Numerical Investigation of Non-Newtonian Hybrid Nano fluid Wall Jet Flow with Heat and Mass Transfer over a Permeable Stretching Surface

Wall jet flows play a vital role in thermal regulation of electronic components, where a high-speed fluid stream is directed from a narrow slit along a flat surface to enhance heat dissipation. This method effectively boosts heat transfer rates, making it highly suitable for managing thermal loads in compact electronic systems. The present study introduces a new numerical approach to examine non-Newtonian wall jet flow of a hybrid Nano fluid, characterized by the suspension of silver (Ag) and copper (Cu) nanoparticles within a sodium alginate base fluid. A key contribution of this work lies in its comparative analysis of such a hybrid Nano fluid flow over a permeable, stretching surface, incorporating the influences of Brownian motion and thermophoresis effects. The analysis considers two different flow regimes: suction (S > 0) and injection (S < 0). Through appropriate similarity transformations, the governing partial differential equations are converted into a system of ordinary differential equations.
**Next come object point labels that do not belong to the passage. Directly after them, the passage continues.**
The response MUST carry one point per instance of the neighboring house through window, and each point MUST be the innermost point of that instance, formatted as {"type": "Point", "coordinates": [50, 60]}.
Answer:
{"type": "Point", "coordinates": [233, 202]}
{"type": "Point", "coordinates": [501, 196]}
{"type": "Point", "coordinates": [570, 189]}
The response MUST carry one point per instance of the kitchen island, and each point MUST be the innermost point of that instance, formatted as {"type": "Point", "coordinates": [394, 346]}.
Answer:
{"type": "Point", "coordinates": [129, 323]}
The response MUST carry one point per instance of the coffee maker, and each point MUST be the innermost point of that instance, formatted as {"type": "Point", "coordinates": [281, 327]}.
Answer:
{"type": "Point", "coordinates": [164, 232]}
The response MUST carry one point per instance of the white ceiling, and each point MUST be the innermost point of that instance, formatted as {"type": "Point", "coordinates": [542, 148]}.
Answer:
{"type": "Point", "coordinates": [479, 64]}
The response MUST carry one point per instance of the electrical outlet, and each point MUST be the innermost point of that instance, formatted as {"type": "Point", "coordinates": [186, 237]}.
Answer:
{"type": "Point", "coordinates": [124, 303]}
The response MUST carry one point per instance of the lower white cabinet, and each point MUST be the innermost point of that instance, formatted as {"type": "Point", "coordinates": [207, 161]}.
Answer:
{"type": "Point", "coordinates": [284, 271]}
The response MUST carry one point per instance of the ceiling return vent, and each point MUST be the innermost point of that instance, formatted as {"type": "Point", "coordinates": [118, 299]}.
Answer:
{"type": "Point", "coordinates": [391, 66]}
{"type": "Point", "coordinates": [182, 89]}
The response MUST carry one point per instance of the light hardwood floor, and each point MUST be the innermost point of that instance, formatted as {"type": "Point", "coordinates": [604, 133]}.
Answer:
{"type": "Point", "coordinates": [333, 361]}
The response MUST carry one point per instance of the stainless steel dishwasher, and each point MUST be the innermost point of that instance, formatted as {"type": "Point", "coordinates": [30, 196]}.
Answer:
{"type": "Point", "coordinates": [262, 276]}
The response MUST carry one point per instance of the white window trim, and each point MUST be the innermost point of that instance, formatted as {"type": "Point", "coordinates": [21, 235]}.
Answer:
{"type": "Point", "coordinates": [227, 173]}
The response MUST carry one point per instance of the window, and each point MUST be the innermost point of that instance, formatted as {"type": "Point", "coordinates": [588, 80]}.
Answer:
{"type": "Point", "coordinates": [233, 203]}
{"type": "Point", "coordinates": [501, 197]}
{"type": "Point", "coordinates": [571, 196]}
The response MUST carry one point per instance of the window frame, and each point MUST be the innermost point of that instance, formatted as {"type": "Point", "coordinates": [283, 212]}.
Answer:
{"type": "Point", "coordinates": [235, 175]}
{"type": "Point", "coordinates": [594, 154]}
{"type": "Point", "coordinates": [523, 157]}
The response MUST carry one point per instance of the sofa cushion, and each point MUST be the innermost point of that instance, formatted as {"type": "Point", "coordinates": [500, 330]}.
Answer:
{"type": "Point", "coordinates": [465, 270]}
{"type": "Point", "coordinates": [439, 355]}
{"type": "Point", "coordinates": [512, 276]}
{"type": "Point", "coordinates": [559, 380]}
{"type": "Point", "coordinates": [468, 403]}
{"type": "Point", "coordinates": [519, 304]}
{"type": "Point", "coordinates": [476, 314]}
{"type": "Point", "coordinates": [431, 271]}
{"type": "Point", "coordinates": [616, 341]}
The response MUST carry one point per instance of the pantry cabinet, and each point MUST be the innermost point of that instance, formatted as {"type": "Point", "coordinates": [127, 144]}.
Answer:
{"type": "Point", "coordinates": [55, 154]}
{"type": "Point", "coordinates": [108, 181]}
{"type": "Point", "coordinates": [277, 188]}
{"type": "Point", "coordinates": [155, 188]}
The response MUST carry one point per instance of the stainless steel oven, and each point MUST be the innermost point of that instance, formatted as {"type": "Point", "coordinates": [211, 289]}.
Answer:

These are then solved numerically using the bvp4c solver in MATLAB. Graphical illustrations are employed to explore the effects of various dimensionless parameters on the velocity, temperature, and concentration distributions. The results indicate that increasing the porosity parameter leads to a decrease in skin friction, thereby reducing interlayer resistance and facilitating smoother fluid flow—particularly prominent in the suction case. Moreover, an increase in the thermophoresis parameter causes a decline in the Nusselt number due to the formation of a thicker thermal boundary layer, which impedes convective heat transfer; this effect is more pronounced in the injection scenario as fresh fluid thickens the layer. Conversely, the Sherwood number rises with higher thermophoresis values, as the injection process promotes better dispersion and mixing of nanoparticles, thereby improving mass transfer efficiency. These findings offer valuable insights for the design of advanced cooling strategies in microelectronic devices, turbine blade cooling, and other thermal management applications.